Harris is a member of the Senate Judiciary Committee but will be attending the hearing remotely because of COVID-19 concerns.
Vice presidential nominee Kamala Harris attends a memorial service in honor of the Supreme Court Associate Justice Ruth Bader Ginsburg [File: Erin Schaff/Reuters]
10:30 – Trump doubles down on out-of-context Fauci comment in ad
Trump doubled down on his campaign’s use of comments from Dr Anthony Fauci, a lead member of the president’s coronavirus task force, even after Fauci said the comments were taken out of context.
An ad released by the Trump campaign appears to show Fauci praising Trump’s response to the coronavirus pandemic. Fauci, on Sunday, said the March statements were taken out of context, and he was in fact praising his own work that of the tast force when he said: “I can’t imagine that under any circumstances that anybody could be doing more”.
Trump on Monday countered the comments were “indeed Dr Fauci’s own words” while retweeting his campaign spokesperson, who said Fauci’s words had been used accurately.
10:15 ET – Trump calls group of protestors ‘animals’
Trump blasted a group of protestors as “animals” on Monday, while urging law enforcement to crack down on demonstrations that included the destruction of property.
“Put these animals in jail, now,” Trump said, in a retweet of a video that said it showed a statue being torn down in Portland.
The president has tried to depict himself as a leader of law and order, following a summer that saw sustained protests against police brutality and racism. Some of the protests at times turned violent.
Trump will hold a rally in Sanford, Florida on Monday, his first return to the campaign trail since he contracted the coronavirus, as he pushes for a come-from-behind win in November.
10:00 ET – Federal judge upholds Minnesota’s extended ballot counting
A federal judge has upheld a Minnesota state court agreement that allows counting of absentee ballots received up to seven days after Election Day.

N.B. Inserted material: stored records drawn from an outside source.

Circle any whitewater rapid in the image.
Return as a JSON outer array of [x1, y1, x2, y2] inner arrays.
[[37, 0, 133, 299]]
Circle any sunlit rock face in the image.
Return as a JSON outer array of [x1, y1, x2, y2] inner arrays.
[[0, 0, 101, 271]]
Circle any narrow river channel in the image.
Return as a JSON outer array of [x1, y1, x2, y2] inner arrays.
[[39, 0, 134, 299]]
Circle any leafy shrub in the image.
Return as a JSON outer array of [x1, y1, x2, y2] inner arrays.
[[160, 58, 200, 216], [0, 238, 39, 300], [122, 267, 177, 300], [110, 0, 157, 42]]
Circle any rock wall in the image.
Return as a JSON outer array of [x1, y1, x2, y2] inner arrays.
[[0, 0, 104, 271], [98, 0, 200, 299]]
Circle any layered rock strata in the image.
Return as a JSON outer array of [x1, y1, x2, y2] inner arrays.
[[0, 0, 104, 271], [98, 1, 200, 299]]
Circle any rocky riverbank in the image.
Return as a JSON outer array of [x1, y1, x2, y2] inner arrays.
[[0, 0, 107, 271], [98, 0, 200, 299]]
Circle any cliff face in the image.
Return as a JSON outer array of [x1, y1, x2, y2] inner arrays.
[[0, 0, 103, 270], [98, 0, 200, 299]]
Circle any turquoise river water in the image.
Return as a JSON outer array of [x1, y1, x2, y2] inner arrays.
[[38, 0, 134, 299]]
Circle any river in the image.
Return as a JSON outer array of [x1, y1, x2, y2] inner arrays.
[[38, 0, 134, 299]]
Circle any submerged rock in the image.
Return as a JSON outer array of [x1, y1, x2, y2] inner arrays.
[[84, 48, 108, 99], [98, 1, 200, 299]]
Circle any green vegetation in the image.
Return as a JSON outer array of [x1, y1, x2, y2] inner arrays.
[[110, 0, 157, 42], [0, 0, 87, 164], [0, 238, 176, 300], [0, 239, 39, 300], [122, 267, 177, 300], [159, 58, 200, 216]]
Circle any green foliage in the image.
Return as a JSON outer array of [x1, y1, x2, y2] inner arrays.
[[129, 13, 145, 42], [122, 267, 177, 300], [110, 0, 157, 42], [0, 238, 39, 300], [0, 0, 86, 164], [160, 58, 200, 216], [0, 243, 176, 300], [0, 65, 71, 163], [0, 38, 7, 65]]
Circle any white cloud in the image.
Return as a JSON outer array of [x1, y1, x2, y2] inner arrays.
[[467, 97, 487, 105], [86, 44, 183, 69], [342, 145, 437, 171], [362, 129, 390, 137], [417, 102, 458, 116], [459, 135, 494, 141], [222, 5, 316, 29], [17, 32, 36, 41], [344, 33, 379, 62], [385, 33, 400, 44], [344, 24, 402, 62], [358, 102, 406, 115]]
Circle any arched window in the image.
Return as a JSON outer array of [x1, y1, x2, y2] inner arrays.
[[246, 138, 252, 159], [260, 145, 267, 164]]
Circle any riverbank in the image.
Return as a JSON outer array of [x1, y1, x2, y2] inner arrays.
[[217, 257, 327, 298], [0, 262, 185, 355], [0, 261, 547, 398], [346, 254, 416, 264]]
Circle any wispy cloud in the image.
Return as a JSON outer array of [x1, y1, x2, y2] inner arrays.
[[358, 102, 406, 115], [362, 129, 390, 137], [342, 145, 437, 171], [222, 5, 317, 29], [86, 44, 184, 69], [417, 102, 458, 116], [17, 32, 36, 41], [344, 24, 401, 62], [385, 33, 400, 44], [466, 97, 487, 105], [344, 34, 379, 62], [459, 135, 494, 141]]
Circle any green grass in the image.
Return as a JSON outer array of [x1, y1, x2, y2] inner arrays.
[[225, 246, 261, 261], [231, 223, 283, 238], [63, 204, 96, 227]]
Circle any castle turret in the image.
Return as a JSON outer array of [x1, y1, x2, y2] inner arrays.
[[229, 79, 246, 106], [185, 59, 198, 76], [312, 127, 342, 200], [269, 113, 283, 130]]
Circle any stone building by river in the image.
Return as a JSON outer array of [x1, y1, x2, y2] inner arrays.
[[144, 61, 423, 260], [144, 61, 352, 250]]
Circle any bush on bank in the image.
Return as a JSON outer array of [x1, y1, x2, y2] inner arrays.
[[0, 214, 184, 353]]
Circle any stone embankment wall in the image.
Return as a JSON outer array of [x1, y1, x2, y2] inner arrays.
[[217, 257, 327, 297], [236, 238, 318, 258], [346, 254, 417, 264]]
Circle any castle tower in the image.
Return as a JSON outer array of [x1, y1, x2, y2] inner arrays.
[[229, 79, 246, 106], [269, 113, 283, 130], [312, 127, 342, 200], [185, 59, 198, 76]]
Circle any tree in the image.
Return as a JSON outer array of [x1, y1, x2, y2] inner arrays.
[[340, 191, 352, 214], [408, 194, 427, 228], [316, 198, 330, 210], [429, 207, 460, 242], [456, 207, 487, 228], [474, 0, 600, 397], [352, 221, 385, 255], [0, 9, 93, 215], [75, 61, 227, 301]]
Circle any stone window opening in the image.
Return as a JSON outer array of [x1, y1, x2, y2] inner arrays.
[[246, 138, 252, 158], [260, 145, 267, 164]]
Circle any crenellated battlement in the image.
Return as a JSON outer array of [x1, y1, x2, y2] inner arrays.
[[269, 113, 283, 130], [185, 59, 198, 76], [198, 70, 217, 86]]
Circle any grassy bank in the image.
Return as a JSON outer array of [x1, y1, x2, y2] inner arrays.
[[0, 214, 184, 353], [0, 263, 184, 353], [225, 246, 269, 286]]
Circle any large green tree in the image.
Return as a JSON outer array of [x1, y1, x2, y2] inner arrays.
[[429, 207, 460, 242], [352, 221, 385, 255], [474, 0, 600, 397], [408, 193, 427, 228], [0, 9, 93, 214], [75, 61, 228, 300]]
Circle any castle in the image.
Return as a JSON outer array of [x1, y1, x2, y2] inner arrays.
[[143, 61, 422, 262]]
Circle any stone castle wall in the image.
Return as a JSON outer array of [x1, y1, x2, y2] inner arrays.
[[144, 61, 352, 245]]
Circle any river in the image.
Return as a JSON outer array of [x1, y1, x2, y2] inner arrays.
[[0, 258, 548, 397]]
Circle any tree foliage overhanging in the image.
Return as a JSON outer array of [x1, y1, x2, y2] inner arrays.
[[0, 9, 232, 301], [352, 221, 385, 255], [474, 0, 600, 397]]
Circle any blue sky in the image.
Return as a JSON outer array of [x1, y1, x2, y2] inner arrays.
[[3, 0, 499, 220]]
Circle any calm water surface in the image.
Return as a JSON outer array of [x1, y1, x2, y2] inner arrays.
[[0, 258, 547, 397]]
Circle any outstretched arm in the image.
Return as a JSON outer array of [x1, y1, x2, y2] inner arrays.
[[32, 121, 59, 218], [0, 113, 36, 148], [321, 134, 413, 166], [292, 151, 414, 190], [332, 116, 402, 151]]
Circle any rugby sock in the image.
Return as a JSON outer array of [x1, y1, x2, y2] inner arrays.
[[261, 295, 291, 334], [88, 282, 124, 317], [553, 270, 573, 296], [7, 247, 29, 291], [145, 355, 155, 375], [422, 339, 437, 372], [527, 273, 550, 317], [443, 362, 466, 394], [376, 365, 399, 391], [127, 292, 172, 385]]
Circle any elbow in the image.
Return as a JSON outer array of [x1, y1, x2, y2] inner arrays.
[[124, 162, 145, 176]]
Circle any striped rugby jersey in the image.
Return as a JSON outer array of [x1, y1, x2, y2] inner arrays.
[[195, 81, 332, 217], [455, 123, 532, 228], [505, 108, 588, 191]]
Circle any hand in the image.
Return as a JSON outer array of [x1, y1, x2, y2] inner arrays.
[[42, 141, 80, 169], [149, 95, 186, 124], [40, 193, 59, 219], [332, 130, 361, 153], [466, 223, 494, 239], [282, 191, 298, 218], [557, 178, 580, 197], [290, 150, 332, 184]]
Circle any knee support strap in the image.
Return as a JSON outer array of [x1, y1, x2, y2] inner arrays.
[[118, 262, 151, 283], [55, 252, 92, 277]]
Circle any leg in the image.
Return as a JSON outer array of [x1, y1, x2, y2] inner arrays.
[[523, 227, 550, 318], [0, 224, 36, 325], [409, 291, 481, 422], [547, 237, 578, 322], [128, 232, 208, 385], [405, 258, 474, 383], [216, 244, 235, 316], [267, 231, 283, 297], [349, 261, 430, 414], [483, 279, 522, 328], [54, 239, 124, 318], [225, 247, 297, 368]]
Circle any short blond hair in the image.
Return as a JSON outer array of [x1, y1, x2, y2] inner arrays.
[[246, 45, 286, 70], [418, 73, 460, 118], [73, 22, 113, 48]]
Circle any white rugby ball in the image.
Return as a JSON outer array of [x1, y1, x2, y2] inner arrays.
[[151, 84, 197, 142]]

Republicans had asked US District Judge Nancy Brasel to block the seven-day extension that Democratic Secretary of State Steve Simon agreed to in state court after a citizens’ rights group cited concerns about voter safety due to the coronavirus pandemic. Ballots still must be postmarked by Election Day to be counted.
But Brasel ruled late Sunday night that the plaintiffs in the case — a pair of Republicans serving as electors in the presidential election — don’t have standing and denied their motion for a preliminary injunction.
Previously, ballots had to be received by 8 PM on Election Day — but a consent decree in the state case allowed ballots postmarked on or before Election Day to be counted if they were received within the following seven days.